It’s been reported that NHS England has paused plans to deliver a training programme to improve inclusion of gender diversity in pregnancy services. This is following a reported “revolt” by midwives. However, our recent research suggests training is needed and that professionals may actually welcome it.
The Maternity Gender Inclusion Programme was due to be rolled out in the first three months of 2023 across 40 NHS providers offering educational resources for staff. It was informed by research from national charity, the LGBT Foundation. This research found many trans and non-binary people were not confident in accessing “maternity” services or in professionals’ ability to care for them.
The programme was paused following an open letter signed by around 650 clinicians, researchers and members of the public. This letter was critical of the LGBT Foundation’s research.
While there are always limitations in research, the LGBT Foundation’s was one of the largest studies of its kind globally. Its findings are also generally consistent with international peer-reviewed research. Other research undertaken by Equality Network also demonstrates how reproductive services can be challenging and complex to navigate for trans and non-binary people.
If healthcare data systems were designed to routinely collect data on service users’ gender identity, outcome data relating to trans and non-binary people could be more reliably compared to the general population. Equally, medical results based on sex would no longer be improperly flagged and relevant screening and serious diagnoses would no longer be missed.
The proposed NHS programme was also criticised for being excessive, as some midwives may never care for a trans or non-binary person. However, this is not a strong argument for not preparing staff to do so. Perinatal professionals will care for more trans or non-binary people in future as societies become more inclusive of these communities who are no longer discouraged from giving birth.
Most research conducted so far has focused on the childbearing experiences of trans men. We spoke to more than 100 UK health professionals (predominantly midwives) for our recent research and it is the first to focus on their educational needs and experiences in this area.

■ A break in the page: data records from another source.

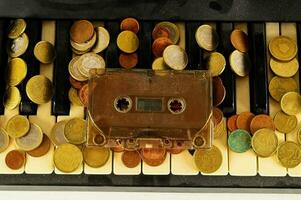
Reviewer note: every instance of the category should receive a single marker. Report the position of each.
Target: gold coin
(18, 46)
(128, 42)
(291, 103)
(264, 142)
(75, 131)
(39, 89)
(279, 86)
(240, 63)
(44, 52)
(285, 123)
(17, 70)
(283, 48)
(32, 139)
(175, 57)
(95, 156)
(67, 157)
(11, 98)
(16, 28)
(216, 63)
(289, 154)
(208, 160)
(17, 126)
(207, 37)
(284, 69)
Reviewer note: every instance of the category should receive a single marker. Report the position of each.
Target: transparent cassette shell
(150, 109)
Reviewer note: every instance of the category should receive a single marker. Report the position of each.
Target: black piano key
(33, 31)
(60, 101)
(225, 47)
(259, 96)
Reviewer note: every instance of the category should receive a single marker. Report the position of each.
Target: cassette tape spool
(150, 109)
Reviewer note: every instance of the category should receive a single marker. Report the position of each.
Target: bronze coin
(159, 45)
(128, 61)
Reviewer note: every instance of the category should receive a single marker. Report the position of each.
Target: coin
(239, 141)
(17, 126)
(264, 142)
(284, 69)
(279, 86)
(75, 131)
(131, 159)
(42, 149)
(103, 40)
(216, 63)
(96, 156)
(39, 89)
(159, 45)
(16, 28)
(207, 37)
(175, 57)
(17, 70)
(15, 159)
(208, 160)
(283, 48)
(129, 24)
(67, 157)
(289, 154)
(81, 31)
(44, 52)
(128, 42)
(239, 40)
(128, 61)
(291, 103)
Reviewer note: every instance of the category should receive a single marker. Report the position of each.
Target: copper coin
(239, 40)
(153, 157)
(131, 159)
(260, 122)
(81, 31)
(128, 61)
(159, 45)
(231, 123)
(244, 120)
(15, 159)
(42, 149)
(129, 24)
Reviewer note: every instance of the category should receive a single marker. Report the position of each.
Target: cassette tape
(150, 109)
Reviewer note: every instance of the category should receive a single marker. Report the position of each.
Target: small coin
(129, 24)
(289, 154)
(175, 57)
(128, 61)
(67, 157)
(131, 159)
(128, 42)
(16, 28)
(17, 70)
(81, 31)
(15, 159)
(75, 131)
(39, 89)
(264, 142)
(96, 156)
(17, 126)
(279, 86)
(283, 48)
(207, 37)
(284, 69)
(240, 63)
(291, 103)
(239, 40)
(239, 141)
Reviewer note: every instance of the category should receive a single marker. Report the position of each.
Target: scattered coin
(289, 154)
(67, 157)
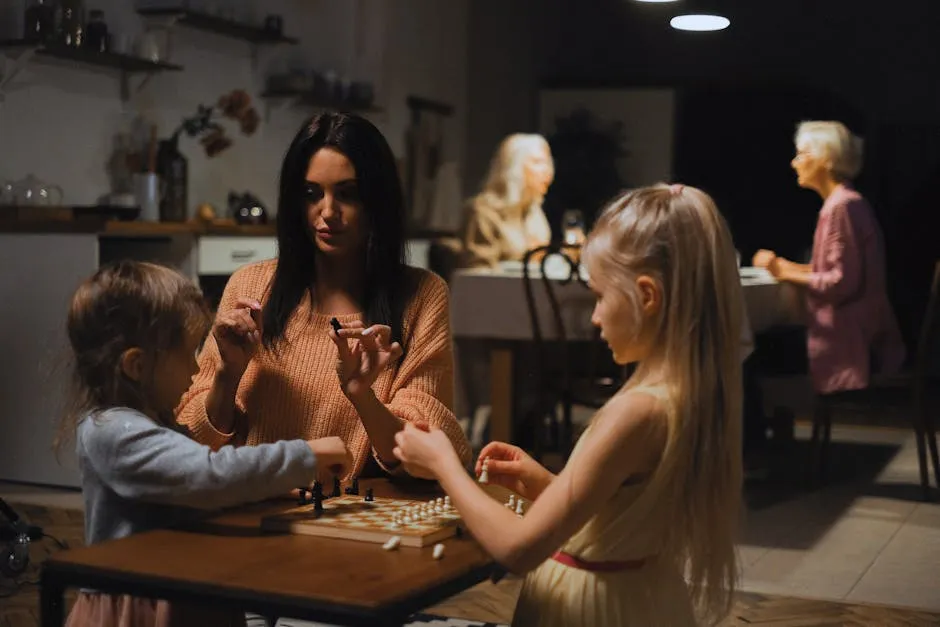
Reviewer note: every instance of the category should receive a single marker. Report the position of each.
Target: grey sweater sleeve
(141, 460)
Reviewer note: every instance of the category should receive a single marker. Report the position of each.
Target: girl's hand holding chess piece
(333, 457)
(360, 361)
(426, 452)
(511, 467)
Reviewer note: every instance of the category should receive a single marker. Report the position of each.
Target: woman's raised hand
(363, 353)
(237, 333)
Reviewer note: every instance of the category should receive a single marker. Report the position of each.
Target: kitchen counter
(134, 228)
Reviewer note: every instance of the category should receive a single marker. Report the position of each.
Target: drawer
(225, 255)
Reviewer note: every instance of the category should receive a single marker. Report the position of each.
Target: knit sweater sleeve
(191, 411)
(423, 389)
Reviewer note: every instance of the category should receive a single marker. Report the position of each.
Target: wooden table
(228, 560)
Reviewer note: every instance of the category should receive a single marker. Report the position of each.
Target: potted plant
(171, 164)
(585, 150)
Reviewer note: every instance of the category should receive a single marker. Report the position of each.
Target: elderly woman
(852, 329)
(506, 219)
(283, 371)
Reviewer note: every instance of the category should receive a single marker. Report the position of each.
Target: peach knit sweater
(295, 393)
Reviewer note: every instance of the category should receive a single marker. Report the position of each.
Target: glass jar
(573, 227)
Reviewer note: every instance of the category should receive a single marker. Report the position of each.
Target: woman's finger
(496, 467)
(342, 345)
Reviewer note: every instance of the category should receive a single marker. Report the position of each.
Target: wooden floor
(484, 603)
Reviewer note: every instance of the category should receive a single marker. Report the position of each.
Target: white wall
(502, 79)
(648, 121)
(58, 122)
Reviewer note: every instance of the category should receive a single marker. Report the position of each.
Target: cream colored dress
(628, 528)
(492, 233)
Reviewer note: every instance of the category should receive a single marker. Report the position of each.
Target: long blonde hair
(505, 182)
(676, 235)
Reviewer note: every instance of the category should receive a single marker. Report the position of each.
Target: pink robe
(852, 328)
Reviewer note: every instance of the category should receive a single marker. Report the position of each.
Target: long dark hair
(127, 304)
(386, 288)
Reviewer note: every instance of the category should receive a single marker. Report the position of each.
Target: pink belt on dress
(598, 567)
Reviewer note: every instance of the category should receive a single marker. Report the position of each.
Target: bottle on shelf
(39, 21)
(71, 22)
(96, 32)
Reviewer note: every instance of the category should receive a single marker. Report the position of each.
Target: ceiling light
(700, 22)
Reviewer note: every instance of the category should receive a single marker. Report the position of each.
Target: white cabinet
(223, 255)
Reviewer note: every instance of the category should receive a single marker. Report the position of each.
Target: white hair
(833, 142)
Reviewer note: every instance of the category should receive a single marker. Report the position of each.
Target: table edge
(55, 573)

Along with the majority of people in the UK, our participants were generally trans inclusive. Nevertheless, they remained frustrated by a lack of knowledge about relevant terminology and how to use gender inclusive language.
Only a small minority of our participants expressed concerns that terms like “pregnant people/parents” may erase (cisgender) women. While our data may not be representative of all midwives, the open letter against inclusive education equally cannot tell us how widely these views are held within the profession at large. The loudest voices may in fact be in the minority.
The majority of our participants were keen to understand how to practise in an inclusive manner. Barriers to this included systems built exclusively for cisgender women, where it is assumed that all pregnancies take place in heterosexual relationships.
Some professionals reported witnessing transphobia among midwifery colleagues (for example, mocking and refusing to use personal pronouns). Education and training may go some way towards tackling such discrimination within these services.
Providing appropriate care for both cisgender women and trans and non-binary people need not be mutually exclusive. Overall improvements in practice and services can benefit everyone. So let’s provide the training and resources that professionals need without making maternity services the latest battleground in a culture war.